Note: There are a few cases of duplicates in user autocompletion which are being worked on.

Cookie Service closes DB on main thread

RESOLVED FIXED in Firefox 55

Status

()

Core
Networking: Cookies
RESOLVED FIXED
4 years ago
a month ago

People

(Reporter: vladan, Assigned: junior)

Tracking

(Blocks: 2 bugs)

unspecified
mozilla55
Points:
---
Dependency tree / graph

Firefox Tracking Flags

(firefox55 fixed)

Details

(Whiteboard: [necko-active][qf:p1][necko-quantum])

Attachments

(1 attachment, 2 obsolete attachments)

(Reporter)

Description

4 years ago
We're closing the cookie DB on the main thread after reading it in. Can we do an async close to prevent main-thread jank?

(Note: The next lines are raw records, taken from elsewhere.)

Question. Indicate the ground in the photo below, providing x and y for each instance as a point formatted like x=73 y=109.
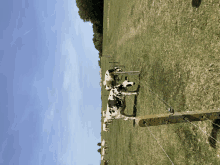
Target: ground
x=176 y=48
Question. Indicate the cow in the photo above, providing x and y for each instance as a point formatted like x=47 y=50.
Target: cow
x=103 y=143
x=105 y=128
x=110 y=78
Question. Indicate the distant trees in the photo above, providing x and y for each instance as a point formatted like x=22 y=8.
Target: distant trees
x=92 y=10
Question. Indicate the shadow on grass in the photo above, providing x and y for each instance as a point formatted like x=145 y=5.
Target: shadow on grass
x=169 y=83
x=196 y=3
x=216 y=127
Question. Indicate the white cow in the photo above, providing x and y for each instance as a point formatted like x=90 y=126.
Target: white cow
x=107 y=120
x=105 y=128
x=104 y=151
x=104 y=113
x=103 y=143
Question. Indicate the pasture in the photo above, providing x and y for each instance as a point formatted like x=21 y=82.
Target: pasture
x=177 y=49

Profile: http://people.mozilla.com/~bgirard/cleopatra/#report=3749141e55c007c281f874795d9d0cd6cd751e15&search=ReadCookieDBListener

Comment 1

4 years ago
mak, asuth, what can be done here.  Why is the db being closed at all during normal running of ff?
:vladan, the profile you link to confuses me.  Am I correct in reading it as saying that 100% of the time here is in the bottom call (NtClose)?  Just how long is the jank here, and when is it happening (shutdown)?

I think I've got the fix--patch coming...
Created attachment 744961 [details] [diff] [review]
v1: close syncConn asynchronously

bent: one-line patch (with long-winded explanation :)  

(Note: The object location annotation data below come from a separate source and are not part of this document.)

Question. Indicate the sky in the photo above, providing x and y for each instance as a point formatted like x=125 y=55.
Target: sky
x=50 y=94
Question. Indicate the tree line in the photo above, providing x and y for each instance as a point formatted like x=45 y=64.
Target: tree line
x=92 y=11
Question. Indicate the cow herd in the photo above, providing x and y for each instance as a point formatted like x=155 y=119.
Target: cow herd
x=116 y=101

So what's going on here is that we do this stupid thing with the cookie code where we

1) at first use of the cookie service we start an async load of the entire DB into memory (I think we should do this much earlier in startup and skip step 2).

2) we then issue a sync DB request (on a different db connection) to get just the single cookie that's immediately needed.  You and I had a long IRC chat where we concluded that it's likely this sync request winds up actually blocking for the async query to complete :(

3) we then null out the syncConn connection pointer, and that's currently causing the connection's Release function to call synchronous DB close on the main thread (see stack in profile):

   http://mxr.mozilla.org/mozilla-central/source/storage/src/mozStorageConnection.cpp#436

   http://mxr.mozilla.org/mozilla-central/source/storage/src/mozStorageConnection.cpp#413

So this patch just calls AsyncClose on the syncConn before we release it, which should make the close happen off-main thread. (Or specifically, it should cause the connection to be flushed off main thread, which will make the actual main thread close() much faster.  Or so is my weak understanding of mozStorageConnection):

   http://mxr.mozilla.org/mozilla-central/source/storage/src/mozStorageConnection.cpp#347

I'm kind of surprised that the synchronous close of the sync conn is taking so much time.  I'd expect, for instance, that the blocking wait for the sync cookie SQL lookup would take longer. In any case, I guess this should help.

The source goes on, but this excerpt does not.